The researchers explained that these characteristics can be directly attributed to the fractal pattern.
"Our proposed fractal metasurface has the unique ability of supporting plasmonic resonances (free electron oscillations) over a wide spectral range in a polarization-insensitive way due to its complex and highly hexagonally symmetric geometry," Kildishev said. "Previously reported plasmonic-enhanced graphene photodetectors use simpler narrowband and polarization-sensitive structures, and therefore the enhancement is also narrowband and polarization-sensitive."
As previous research has shown, the reason that a fractal pattern can improve optical absorption is that the fractal metasurface creates additional resonances, with the amount of resonance increasing as the number of fractal levels increases. In addition, the researchers here found that the fractal metasurface confines and enhances the electric field of the light that hits the surface. This ultimately leads to a higher photovoltage generated in the graphene photodetector.
As Kildishev explained in more detail, there are two major mechanisms of inducing photovoltage in a graphene-based photodetector: the photovoltaic effect and the photothermoelectric effect. The photovoltaic effect uses the built-in electric field induced by differently doped regions in graphene to separate the optically excited electron hole pairs in graphene. The photothermoelectric effect drives the free electrons in graphene across regions with different thermoelectric powers (Seebeck coefficients), given a temperature gradient in between the two regions.
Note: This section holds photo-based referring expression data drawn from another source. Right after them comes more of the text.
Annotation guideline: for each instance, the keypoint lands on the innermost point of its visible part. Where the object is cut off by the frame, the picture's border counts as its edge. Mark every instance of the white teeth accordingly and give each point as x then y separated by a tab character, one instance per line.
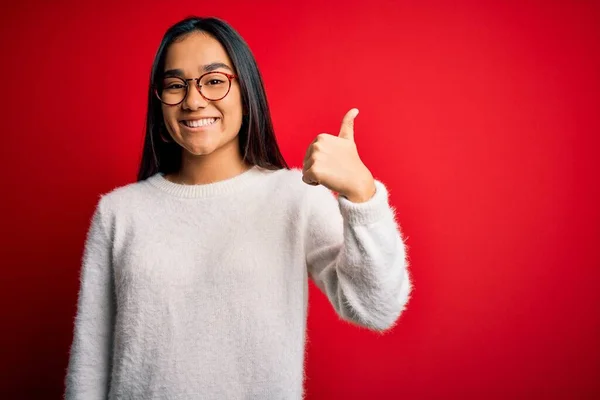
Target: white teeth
200	122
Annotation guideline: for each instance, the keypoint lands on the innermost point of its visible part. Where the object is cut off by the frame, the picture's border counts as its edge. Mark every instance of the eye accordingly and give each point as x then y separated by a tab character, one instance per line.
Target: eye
174	86
214	82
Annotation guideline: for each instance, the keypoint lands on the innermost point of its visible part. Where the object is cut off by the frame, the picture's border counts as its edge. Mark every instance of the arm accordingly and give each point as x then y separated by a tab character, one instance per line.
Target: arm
356	256
89	369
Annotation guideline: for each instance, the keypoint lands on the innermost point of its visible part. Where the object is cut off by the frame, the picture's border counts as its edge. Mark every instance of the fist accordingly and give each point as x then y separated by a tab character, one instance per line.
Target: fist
333	161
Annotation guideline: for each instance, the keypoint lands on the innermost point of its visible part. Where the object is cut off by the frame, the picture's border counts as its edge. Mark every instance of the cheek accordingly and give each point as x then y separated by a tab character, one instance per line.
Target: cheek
170	118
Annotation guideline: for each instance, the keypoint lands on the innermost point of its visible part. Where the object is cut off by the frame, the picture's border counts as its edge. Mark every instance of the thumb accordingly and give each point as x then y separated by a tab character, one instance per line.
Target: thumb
347	129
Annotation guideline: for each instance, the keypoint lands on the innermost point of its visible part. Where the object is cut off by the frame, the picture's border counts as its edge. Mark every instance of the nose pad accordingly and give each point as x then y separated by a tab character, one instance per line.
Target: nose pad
194	99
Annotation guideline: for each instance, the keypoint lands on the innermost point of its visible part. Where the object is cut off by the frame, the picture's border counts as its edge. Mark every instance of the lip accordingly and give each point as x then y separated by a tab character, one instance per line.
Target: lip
199	128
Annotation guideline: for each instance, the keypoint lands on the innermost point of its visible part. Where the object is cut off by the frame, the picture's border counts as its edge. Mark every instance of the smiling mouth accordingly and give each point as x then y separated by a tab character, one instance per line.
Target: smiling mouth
199	123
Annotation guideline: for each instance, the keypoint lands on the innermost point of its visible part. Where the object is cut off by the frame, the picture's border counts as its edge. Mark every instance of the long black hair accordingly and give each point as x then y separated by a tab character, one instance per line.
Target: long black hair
257	141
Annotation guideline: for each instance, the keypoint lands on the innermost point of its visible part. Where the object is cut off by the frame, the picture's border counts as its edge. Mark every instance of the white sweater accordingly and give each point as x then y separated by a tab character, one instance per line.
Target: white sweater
200	291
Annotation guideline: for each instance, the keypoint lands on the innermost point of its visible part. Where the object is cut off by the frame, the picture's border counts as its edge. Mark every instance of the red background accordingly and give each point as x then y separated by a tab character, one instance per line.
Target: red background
481	118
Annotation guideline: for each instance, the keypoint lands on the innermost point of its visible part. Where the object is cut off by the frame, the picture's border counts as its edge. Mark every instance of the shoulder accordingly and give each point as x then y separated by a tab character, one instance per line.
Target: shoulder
124	197
288	182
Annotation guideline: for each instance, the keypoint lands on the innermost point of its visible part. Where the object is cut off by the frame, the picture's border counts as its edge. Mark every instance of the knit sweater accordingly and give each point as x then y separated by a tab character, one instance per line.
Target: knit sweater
200	291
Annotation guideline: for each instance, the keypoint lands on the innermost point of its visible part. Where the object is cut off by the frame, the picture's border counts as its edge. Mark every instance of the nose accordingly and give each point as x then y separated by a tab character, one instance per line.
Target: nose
194	100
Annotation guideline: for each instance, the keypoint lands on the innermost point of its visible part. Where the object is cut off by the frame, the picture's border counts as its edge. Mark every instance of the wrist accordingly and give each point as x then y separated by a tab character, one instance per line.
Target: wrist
362	194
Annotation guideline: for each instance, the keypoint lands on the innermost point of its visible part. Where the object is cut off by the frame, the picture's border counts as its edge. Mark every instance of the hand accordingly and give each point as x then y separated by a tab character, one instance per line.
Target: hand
333	161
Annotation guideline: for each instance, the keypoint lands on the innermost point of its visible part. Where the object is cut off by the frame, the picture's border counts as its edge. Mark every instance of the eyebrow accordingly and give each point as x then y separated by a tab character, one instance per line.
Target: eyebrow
205	68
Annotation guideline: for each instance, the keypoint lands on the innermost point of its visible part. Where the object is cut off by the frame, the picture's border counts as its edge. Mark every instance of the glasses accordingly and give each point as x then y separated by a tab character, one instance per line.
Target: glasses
212	86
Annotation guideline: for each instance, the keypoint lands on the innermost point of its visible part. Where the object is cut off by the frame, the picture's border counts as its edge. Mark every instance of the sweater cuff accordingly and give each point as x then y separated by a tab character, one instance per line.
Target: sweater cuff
374	209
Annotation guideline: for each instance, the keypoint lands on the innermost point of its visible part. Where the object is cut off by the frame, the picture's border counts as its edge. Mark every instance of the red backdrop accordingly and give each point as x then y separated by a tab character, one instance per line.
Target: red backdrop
481	118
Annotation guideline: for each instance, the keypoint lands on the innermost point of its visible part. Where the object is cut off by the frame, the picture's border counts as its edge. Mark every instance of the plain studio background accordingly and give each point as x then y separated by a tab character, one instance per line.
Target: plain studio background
482	119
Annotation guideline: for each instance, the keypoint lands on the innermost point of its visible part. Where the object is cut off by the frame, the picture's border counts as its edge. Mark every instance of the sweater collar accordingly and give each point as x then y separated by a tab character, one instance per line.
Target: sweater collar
223	187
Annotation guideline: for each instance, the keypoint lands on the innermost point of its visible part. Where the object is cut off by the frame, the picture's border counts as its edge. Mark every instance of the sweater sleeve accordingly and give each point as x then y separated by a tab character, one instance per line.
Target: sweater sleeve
356	255
89	368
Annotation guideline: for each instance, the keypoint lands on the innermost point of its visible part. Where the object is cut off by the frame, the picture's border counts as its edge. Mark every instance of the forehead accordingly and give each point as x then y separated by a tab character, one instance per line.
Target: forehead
193	51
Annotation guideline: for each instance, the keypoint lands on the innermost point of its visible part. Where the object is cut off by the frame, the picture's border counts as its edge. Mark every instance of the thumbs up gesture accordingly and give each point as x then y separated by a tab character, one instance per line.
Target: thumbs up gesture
333	161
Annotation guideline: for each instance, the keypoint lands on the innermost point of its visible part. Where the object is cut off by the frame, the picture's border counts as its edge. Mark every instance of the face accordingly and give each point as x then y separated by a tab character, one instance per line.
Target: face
202	127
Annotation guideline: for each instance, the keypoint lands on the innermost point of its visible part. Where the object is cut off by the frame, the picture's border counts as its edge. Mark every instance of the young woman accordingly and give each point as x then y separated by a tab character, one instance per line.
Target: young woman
194	281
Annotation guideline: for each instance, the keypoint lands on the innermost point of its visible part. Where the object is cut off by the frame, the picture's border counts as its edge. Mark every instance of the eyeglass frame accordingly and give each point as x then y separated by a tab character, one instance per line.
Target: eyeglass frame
198	86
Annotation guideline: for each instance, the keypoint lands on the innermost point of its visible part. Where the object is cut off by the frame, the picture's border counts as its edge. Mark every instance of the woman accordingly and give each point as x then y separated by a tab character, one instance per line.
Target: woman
194	281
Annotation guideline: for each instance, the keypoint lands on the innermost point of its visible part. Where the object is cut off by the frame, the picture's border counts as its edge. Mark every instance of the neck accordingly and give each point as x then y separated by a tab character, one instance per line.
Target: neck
225	163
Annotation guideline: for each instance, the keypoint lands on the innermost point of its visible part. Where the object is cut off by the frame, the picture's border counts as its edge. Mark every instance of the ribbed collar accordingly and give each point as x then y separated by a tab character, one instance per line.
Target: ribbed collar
209	189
The fractal metasurface enhances both effects in graphene photodetectors by increasing the electric field intensity and by heating via incident light in highly confined spaces.
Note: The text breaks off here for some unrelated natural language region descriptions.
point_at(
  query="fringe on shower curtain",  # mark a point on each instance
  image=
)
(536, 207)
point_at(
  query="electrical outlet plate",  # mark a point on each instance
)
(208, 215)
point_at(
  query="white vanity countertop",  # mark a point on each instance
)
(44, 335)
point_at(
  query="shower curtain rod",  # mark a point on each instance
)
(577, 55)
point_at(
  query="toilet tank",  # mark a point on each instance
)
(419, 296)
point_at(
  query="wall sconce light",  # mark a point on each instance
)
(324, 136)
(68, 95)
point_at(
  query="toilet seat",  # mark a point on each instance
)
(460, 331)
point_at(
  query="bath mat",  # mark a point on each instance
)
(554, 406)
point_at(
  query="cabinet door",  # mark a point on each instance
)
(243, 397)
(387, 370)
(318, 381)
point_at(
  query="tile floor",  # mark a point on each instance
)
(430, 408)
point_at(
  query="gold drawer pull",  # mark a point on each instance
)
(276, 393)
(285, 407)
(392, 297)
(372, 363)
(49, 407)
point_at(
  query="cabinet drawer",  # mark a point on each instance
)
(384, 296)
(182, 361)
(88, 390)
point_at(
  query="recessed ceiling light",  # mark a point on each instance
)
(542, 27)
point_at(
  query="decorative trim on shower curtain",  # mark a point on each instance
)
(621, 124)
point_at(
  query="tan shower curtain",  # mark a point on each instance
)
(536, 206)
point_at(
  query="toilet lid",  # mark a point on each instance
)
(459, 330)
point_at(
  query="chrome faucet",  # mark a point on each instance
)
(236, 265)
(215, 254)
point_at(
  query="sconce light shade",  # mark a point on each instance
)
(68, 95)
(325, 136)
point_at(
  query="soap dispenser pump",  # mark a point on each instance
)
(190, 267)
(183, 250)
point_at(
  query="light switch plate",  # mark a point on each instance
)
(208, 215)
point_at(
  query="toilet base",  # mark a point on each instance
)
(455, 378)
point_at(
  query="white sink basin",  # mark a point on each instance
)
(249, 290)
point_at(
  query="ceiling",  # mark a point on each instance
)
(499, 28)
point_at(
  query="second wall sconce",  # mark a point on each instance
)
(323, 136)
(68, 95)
"The fractal metasurface enhances the photovoltage by making use of plasmonic resonance—free electron oscillations in gold under the excitation of light," Kildishev said. "This then confines the electromagnetic energy to ultra-small volumes, generating excessive electron-hole pairs in graphene which are then separated by the photovoltaic effect. The incident light also heats up the plasmonic structure to create a large temperature gradient across the metal/graphene interface, giving rise to a stronger photothermoelectric response."
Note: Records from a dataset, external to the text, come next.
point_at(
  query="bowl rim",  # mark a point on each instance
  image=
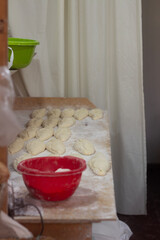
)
(34, 172)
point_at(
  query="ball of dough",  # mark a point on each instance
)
(63, 134)
(16, 146)
(96, 113)
(35, 147)
(55, 112)
(51, 121)
(66, 122)
(68, 112)
(76, 155)
(55, 146)
(99, 164)
(38, 113)
(28, 133)
(84, 146)
(81, 113)
(44, 133)
(19, 159)
(35, 122)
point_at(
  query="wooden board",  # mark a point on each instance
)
(88, 204)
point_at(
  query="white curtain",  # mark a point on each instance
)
(93, 49)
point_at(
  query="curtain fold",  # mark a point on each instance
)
(93, 49)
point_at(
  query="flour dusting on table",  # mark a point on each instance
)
(93, 195)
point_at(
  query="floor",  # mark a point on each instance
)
(147, 227)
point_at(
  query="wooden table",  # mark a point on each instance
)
(76, 220)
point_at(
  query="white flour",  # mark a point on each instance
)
(94, 130)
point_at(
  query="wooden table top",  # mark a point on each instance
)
(94, 199)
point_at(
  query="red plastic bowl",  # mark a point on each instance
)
(44, 183)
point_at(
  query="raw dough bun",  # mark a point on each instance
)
(68, 112)
(55, 112)
(81, 113)
(66, 122)
(84, 146)
(35, 147)
(96, 113)
(63, 134)
(28, 133)
(51, 121)
(4, 173)
(44, 133)
(35, 122)
(99, 164)
(76, 155)
(38, 113)
(16, 146)
(19, 159)
(55, 146)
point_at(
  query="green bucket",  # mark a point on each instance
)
(22, 51)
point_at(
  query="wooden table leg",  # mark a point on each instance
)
(62, 231)
(3, 159)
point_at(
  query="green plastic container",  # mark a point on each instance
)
(23, 51)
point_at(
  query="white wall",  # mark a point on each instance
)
(151, 61)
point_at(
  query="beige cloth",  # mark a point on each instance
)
(12, 229)
(93, 49)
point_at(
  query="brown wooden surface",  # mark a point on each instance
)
(3, 158)
(74, 231)
(70, 228)
(3, 32)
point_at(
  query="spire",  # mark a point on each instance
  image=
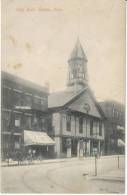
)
(77, 68)
(78, 52)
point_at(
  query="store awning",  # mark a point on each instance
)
(37, 138)
(120, 143)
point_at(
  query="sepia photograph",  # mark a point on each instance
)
(63, 96)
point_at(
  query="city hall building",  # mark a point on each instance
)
(77, 118)
(62, 124)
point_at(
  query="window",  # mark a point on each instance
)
(100, 129)
(6, 120)
(27, 100)
(28, 122)
(91, 127)
(68, 122)
(17, 123)
(18, 99)
(81, 125)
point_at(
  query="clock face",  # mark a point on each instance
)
(86, 107)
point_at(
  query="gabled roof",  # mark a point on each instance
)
(76, 101)
(61, 98)
(78, 52)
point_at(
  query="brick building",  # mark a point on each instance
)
(114, 127)
(24, 107)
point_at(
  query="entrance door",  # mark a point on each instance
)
(74, 147)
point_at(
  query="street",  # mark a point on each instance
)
(69, 176)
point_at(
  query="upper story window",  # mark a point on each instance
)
(6, 120)
(100, 129)
(68, 122)
(80, 125)
(17, 98)
(6, 97)
(91, 127)
(17, 121)
(28, 121)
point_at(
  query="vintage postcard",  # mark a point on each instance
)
(63, 96)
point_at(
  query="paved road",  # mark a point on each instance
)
(65, 177)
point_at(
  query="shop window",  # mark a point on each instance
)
(18, 99)
(81, 125)
(27, 100)
(28, 122)
(100, 129)
(91, 127)
(68, 122)
(64, 145)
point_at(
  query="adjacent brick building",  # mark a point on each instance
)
(114, 127)
(24, 107)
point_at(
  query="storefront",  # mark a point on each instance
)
(39, 142)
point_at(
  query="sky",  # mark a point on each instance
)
(38, 37)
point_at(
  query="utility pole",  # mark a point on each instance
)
(95, 164)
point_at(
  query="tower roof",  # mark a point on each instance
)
(78, 51)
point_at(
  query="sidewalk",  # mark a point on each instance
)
(113, 175)
(34, 162)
In the future, the researchers plan to explore the potential applications of graphene photodetectors, which could extend beyond photodetection to photoharvesting, with applications such as solar cells and optical heating. Technologies that require a fast response could also experience significant improvements due to the graphene photodetector's fast operation speed.
"One great attribute of the graphene photovoltaic/photothermoelectric detector is that it reacts to light at an extremely fast rate, thanks to the ultrafast electron moving speed (photovoltaic effect) and the ultrashort time the electrons need to give away heat (photothermoelectric effect) in graphene," Wang said. "Such response speed is unparalleled by other photodetection materials.
"Plasmonic enhancement has been known to sacrifice the ultrafast response speed to a minor extent. Therefore, plasmonic-enhanced graphene photodetectors are promising for all-optical modulator readout and other applications where response speed is key. Moreover, graphene has zero (or tunable) bandgap and uniform optical absorption in the entire electromagnetic spectrum. Therefore, graphene photodetectors can in principle be used to detect light of any frequency with identical sensitivity, which again is unparalleled by other detectors made of other photodetection materials."